言葉の意味が、スプリンターからにじみ出る不穏な雰囲気の正体に繋がった。

「師匠の、師匠?」

「そうなるな。今、彼との生活を懐かしんでいたよ」

「…にしては、ピリピリしていましたけども」

「後悔、かもしれんな」

朝から、下水道のタートルズの家は重たい空気に満ちていた。それにより、いつもの騒がしい1日が皆、口をつむり、妙な緊張に部屋の行き来すら忍び足になっていた。
言葉にせずとも亀たち全員に影響力を与えるのはさすが父代わりであり、その父の心にある師の姿があまりにも大きいためであろう。

「――師匠。あの人の誕生日は覚えていますか?」

「誕生日?」

「今度、俺たちで祝いましょうよ。

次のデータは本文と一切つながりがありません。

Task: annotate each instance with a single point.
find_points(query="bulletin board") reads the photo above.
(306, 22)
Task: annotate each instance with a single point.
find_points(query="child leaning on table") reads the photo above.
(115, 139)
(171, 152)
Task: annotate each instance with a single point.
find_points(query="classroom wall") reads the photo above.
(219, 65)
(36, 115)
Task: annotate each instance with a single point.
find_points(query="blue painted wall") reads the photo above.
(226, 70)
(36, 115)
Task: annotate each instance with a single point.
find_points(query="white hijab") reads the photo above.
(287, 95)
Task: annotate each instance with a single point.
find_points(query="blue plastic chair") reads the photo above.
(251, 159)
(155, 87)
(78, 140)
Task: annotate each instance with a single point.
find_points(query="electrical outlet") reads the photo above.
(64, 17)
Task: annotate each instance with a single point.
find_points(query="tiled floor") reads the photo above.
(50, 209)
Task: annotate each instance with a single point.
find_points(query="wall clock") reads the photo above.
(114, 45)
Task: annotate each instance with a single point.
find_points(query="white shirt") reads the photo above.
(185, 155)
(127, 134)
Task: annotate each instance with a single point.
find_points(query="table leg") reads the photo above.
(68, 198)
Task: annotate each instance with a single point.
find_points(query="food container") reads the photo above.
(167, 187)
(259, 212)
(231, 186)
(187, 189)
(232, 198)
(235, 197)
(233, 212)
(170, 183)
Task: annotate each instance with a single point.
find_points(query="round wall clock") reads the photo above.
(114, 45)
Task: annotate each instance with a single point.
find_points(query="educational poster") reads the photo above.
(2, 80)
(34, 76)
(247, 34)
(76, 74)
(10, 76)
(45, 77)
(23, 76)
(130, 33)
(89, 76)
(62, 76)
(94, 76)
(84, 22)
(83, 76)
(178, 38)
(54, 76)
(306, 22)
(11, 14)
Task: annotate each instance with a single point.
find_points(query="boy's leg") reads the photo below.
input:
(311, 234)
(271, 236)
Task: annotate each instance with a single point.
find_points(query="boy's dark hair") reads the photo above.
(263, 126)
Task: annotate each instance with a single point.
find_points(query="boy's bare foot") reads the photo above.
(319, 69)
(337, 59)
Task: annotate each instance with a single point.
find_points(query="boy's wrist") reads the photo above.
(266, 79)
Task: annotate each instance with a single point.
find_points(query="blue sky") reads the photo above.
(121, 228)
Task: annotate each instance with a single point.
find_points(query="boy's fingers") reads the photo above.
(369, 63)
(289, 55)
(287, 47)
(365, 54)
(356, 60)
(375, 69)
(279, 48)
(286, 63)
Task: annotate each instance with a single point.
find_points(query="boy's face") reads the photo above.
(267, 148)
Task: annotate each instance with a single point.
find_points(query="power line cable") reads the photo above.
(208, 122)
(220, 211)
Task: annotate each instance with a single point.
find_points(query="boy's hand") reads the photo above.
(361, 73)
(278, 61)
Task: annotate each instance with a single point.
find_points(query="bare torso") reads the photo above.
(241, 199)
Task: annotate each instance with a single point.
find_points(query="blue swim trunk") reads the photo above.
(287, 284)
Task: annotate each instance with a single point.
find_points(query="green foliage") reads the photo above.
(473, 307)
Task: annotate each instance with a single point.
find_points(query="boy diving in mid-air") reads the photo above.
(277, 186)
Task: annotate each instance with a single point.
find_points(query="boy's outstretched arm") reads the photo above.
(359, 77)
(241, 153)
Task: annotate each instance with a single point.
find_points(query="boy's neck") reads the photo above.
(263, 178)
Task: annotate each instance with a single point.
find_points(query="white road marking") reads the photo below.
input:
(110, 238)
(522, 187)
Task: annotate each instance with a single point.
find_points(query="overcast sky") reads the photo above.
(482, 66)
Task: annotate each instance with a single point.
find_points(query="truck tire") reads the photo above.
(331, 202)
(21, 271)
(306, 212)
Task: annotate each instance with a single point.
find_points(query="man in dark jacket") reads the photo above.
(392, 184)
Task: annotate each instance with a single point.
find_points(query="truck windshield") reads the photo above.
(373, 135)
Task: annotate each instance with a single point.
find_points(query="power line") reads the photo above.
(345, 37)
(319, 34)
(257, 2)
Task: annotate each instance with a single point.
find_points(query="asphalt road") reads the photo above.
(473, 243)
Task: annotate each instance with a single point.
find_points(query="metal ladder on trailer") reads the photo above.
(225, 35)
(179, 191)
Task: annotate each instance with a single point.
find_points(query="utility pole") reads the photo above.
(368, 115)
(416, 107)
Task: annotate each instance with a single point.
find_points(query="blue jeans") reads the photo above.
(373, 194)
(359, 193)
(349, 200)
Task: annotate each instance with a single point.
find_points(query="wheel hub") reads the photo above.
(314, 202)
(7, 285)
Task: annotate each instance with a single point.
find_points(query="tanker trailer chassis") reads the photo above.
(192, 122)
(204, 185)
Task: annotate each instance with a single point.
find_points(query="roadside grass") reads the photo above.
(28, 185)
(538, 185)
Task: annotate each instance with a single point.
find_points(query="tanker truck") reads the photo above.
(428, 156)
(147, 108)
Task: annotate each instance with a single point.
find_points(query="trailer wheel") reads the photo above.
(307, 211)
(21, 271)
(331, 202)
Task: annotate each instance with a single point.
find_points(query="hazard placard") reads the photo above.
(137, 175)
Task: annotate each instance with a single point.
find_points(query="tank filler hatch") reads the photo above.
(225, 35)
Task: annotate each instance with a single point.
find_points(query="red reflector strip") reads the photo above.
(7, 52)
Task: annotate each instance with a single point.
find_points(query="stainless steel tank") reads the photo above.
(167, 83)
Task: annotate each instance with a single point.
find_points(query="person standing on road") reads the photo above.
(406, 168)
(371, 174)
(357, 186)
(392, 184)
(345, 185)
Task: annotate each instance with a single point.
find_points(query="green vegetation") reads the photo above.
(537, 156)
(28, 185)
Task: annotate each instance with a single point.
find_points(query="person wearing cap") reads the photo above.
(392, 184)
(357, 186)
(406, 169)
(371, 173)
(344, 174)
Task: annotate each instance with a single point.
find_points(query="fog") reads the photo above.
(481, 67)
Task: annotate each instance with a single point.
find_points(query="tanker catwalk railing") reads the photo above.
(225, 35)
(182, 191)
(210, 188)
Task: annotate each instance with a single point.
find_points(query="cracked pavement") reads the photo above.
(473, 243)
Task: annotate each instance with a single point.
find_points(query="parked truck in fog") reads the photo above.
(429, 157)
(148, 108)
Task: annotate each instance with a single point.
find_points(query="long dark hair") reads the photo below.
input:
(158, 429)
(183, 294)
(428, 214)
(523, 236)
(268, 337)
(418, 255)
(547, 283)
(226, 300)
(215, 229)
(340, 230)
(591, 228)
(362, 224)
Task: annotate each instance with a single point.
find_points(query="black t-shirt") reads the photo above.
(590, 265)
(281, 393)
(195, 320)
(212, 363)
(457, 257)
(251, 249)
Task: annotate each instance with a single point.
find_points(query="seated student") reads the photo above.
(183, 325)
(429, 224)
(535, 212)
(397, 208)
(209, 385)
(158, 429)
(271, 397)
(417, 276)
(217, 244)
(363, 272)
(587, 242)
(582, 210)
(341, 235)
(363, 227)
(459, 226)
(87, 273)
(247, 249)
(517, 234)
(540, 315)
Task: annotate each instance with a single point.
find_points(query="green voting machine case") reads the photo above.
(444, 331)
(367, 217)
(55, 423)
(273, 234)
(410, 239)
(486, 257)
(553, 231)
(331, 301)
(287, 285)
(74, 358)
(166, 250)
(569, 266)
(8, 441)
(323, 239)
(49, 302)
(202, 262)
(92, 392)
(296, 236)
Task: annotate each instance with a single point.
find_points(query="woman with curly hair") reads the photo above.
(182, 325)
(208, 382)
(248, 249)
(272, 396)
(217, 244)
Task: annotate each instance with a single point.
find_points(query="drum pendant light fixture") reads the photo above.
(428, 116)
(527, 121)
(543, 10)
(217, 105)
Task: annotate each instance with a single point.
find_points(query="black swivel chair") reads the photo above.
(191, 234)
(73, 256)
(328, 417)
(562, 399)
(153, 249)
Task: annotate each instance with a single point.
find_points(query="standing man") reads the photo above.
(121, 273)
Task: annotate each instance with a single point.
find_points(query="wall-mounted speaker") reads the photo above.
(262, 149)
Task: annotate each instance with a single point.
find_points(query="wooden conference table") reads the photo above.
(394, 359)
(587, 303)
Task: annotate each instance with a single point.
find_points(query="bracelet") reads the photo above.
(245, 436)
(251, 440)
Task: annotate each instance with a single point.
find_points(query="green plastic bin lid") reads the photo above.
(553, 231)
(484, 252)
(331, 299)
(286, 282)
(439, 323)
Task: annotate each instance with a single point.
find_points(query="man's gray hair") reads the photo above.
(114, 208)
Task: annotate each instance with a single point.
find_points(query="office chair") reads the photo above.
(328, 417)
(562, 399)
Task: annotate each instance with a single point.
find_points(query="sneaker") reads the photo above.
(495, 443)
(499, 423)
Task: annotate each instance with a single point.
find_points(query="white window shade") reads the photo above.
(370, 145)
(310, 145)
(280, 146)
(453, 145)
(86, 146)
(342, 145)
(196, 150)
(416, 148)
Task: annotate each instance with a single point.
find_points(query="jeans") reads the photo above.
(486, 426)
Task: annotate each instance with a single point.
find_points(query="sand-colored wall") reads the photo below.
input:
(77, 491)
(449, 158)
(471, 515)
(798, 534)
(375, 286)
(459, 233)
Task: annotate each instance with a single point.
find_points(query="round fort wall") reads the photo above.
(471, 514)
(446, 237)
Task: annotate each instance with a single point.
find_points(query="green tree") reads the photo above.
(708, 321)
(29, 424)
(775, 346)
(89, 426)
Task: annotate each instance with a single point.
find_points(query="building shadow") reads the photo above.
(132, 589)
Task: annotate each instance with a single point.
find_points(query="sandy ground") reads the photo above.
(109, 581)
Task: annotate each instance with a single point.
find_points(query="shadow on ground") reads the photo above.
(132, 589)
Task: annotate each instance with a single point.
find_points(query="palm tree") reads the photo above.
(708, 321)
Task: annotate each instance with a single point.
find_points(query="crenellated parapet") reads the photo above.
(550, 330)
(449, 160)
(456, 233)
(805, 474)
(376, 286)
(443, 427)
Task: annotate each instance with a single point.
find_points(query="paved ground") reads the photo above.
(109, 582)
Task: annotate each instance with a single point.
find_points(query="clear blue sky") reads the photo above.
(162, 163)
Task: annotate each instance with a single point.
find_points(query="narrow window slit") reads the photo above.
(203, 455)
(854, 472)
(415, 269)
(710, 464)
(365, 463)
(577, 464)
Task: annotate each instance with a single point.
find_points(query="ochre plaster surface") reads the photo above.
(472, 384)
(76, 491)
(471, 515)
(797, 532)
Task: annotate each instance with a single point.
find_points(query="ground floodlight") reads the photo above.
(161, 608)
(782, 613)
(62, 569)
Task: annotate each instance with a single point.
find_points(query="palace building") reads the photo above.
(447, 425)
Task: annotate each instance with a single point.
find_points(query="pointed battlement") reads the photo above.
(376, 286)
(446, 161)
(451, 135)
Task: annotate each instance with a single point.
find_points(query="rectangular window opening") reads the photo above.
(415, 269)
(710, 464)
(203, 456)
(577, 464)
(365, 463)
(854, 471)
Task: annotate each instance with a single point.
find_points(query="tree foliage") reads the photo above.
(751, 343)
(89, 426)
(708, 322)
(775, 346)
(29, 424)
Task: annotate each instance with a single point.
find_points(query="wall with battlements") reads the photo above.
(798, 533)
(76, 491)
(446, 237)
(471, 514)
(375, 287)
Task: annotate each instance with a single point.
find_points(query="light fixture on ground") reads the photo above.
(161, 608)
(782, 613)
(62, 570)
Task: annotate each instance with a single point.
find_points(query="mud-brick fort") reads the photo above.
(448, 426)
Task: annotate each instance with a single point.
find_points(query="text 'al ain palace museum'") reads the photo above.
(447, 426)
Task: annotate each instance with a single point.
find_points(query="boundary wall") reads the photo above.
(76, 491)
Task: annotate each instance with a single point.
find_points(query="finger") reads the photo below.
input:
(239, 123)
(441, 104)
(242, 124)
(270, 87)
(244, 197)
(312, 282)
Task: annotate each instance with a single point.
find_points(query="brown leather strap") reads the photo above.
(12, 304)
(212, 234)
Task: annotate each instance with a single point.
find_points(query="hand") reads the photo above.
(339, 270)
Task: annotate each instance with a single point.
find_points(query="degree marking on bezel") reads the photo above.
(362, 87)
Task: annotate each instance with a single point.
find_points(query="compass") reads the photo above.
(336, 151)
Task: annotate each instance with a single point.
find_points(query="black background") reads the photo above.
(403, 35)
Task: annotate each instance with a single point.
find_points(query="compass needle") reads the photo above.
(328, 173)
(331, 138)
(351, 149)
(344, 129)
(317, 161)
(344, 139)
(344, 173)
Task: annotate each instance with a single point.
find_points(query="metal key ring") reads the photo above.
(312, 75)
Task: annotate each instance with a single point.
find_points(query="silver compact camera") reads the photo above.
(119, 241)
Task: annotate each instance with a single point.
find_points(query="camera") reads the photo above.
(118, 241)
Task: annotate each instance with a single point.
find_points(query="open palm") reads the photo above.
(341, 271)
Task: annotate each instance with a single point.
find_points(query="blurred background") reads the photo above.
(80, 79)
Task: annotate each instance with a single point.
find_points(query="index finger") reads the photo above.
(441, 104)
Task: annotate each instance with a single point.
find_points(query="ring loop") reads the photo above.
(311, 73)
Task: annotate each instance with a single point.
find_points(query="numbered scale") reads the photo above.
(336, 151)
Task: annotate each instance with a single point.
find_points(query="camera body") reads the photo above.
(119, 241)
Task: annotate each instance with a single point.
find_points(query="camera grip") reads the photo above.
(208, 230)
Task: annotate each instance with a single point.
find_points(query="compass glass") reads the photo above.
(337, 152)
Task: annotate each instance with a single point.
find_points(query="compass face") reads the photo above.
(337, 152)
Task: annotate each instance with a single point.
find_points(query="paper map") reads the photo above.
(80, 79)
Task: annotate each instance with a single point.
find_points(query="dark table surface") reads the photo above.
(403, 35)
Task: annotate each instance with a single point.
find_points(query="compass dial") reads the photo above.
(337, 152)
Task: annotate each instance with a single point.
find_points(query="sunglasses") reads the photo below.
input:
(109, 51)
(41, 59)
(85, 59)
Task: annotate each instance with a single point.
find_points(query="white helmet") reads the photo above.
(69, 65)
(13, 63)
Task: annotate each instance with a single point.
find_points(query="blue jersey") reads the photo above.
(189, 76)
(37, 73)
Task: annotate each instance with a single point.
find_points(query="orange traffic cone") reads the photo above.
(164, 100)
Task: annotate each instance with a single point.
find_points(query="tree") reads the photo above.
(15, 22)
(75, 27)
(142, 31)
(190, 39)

彼のおかげで師匠がいて、今の俺たちがいるんです」

「…」

「だから生まれてきてくれたその日に、よろこびと感謝を」

スプリンターはレオナルドを凝視した。茶色の鼠毛から見えるスプリンターの瞳が、感心に見開かれているのがわかる。
レオナルドの言葉に、スプリンターは悔恨の念を解いた。

「そうだな。誰かを恨んだり憎むなど、…あの人も望んではおらぬだろう」

自分たちの目的は平和を守ることであり、復讐などは二の次。否、新たな火種を呼び起こすことなど望んではいけない。
スプリンターは何年も前に誓った決意を改めて、自分の弟子によって思い出されたのだ。

「大切なことをすっかり忘れていたよ。ありがとう、レオナルド」

「俺は師匠の教えを忘れなかっただけです」

「レオナルド…」

「ありがとうございます、師匠」

決意の元にまた進み、過去を振り返る時はよろこびと感謝を送る。
そのたびに成長する息子たちの背中を、スプリンターは笑顔で見つめるのだった。